The Foundation Stone Haggadah: Urchatz 3: A Message of Hope
Every year we go through the same motions. We have finally made it to the Seder, everyone is at the table, women look exhausted, and there is the tension and excitement similar to when you are sitting on opening night for a new play.
We struggle to make Pesach fresh every year. The “motions” of the 15 steps to the Seder are the same, but the soul, that goes inside of the structure, the order, the “seder” is up to us to renew it, to refresh our souls.
As we recite the 15 steps, we make our way to Kadesh by making our first blessings and then are ready to move to steps 2 & 3: the enactment going to Urchatz and Karpas
So we read, following the script of the Hagadah, and we wash our hands.

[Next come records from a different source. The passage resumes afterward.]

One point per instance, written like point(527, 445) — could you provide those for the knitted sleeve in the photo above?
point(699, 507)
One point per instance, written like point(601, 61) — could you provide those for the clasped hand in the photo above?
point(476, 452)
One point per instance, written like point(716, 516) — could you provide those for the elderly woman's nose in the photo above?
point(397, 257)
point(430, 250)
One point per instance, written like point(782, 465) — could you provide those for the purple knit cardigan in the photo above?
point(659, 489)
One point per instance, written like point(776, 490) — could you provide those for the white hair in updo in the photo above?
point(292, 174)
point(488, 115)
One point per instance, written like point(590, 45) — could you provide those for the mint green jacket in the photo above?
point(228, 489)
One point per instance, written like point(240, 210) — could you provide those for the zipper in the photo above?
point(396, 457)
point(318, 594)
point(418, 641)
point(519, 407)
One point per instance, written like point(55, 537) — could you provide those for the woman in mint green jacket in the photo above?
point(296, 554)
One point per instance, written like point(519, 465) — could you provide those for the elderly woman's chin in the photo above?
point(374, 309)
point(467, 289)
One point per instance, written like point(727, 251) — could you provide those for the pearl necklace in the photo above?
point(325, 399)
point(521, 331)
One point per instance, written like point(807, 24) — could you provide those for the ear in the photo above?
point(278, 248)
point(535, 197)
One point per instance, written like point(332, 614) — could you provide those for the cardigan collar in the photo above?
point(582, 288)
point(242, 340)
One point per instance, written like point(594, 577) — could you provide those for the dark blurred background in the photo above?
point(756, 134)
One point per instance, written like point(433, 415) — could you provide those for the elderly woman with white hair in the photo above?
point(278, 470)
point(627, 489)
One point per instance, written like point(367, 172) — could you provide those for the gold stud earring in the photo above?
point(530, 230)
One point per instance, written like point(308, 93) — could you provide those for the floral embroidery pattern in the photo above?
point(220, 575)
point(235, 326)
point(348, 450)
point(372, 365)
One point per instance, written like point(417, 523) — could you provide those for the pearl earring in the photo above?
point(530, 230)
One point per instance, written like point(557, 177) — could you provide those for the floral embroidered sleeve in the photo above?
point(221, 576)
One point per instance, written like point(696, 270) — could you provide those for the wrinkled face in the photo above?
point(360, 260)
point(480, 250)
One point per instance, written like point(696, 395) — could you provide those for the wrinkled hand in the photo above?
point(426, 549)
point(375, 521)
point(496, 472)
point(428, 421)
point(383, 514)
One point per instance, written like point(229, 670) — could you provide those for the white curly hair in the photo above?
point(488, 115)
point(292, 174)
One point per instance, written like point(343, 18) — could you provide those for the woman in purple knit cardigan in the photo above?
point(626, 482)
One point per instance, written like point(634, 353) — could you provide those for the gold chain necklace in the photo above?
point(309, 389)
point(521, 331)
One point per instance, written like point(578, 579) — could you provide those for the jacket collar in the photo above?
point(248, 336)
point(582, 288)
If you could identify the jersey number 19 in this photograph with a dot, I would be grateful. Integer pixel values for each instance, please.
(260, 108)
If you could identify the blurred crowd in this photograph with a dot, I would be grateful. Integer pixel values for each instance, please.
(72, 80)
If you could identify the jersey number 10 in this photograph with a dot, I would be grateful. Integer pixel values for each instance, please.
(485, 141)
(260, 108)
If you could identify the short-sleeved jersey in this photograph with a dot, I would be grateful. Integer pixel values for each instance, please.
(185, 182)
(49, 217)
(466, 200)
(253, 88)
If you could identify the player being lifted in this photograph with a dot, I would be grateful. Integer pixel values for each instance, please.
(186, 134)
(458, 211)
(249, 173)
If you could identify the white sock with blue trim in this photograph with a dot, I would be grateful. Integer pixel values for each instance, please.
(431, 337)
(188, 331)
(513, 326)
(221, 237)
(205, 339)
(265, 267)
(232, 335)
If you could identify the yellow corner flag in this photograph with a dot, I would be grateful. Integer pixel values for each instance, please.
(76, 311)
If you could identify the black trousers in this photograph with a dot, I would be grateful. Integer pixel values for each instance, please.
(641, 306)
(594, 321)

We know that this washing is without a blessing. As my Rebbi would say< Whyyyy?
So we learn that at the time of Temple in Jerusalem, there where many types of Tumah, (impurities). That one type of tumah was transmitted through water, so before eating a wet vegetable, we had to wash our hands to purify them. So the obvious question is, How come we do not do this any longer?
So our Sages decided that it was too much for the Jewish people to have this additional imposition on them to have to wash our hands (Netilat Yadaim) before eating a wet vegetable, and if some people would do it and others do not, then those people would give an air of arrogance in front of the ones who would not do it, almost as if saying, I am better than you…

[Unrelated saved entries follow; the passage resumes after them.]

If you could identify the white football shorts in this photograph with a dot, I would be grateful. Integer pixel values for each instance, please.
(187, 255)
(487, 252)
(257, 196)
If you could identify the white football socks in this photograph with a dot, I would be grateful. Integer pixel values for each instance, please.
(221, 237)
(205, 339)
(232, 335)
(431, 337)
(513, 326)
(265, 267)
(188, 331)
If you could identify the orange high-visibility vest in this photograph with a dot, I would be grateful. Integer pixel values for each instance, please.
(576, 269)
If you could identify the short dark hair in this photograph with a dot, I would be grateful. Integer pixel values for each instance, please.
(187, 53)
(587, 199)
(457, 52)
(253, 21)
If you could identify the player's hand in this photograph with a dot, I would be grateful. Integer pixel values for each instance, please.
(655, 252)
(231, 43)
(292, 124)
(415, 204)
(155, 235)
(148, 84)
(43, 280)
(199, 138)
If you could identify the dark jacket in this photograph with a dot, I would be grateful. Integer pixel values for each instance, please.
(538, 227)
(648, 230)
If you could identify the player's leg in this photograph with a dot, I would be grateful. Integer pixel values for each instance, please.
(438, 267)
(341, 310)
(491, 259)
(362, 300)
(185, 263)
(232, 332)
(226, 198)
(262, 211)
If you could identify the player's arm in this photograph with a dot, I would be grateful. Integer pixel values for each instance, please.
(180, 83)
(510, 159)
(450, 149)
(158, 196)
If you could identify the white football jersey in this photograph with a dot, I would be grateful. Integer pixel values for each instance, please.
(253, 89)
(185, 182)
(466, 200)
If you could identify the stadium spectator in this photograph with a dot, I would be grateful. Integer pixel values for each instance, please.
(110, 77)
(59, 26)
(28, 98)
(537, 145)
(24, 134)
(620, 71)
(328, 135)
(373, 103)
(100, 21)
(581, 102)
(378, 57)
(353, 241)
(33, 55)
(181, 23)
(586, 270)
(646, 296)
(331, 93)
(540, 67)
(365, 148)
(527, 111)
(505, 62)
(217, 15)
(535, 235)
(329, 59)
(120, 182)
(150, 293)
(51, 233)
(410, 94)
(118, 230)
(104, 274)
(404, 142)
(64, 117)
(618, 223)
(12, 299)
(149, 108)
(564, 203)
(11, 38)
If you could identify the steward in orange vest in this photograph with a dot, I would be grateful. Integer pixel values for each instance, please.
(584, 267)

But how interesting, that in Pesach, in which we start as slaves and we end as free people, our Sages sanctioned this “washing” as a fundamental step in the Seder. It is almost as if in order to go through the process of becoming a free man, you absolutely need urchatz, in order go eat Karpas.
When we live our life without hope, we are definitely slaves to the particular set of circumstances that was placed in our life for us to deal with. Someone whithout hope is no much more than a robot. In Pesach we start as slaves, and we end singing “May Next Year we all be in Jerusalem. We end Peasch with a high, with a taste of the coming of Moshiach, whichever definition of Moshiach you have (mine is defined by the Rambam, Rabbi Moshe ben Maimon in this 13 principles of faith)
So what is the way I understand the sanctioning of the Sages to include Urchatz before eating Karpas? We are in exile and supposed to keep our hopes up that there is a plan for this existence after all, so washing and bringing a halacha that is needed at the time of the Temple is making that reality much more tangible. At the beginnimg of the Seder we are still slaves. The actual reenactement of this action to act as if the temple were standing and the laws of Tumah were absolutely valid starts permeating into our soul right at the start. It s the message of our Sages that we cannot afford loosing hope, it is a clear re-directing of what is important in our lives, the set the circumstances we are faced with are making us slaves.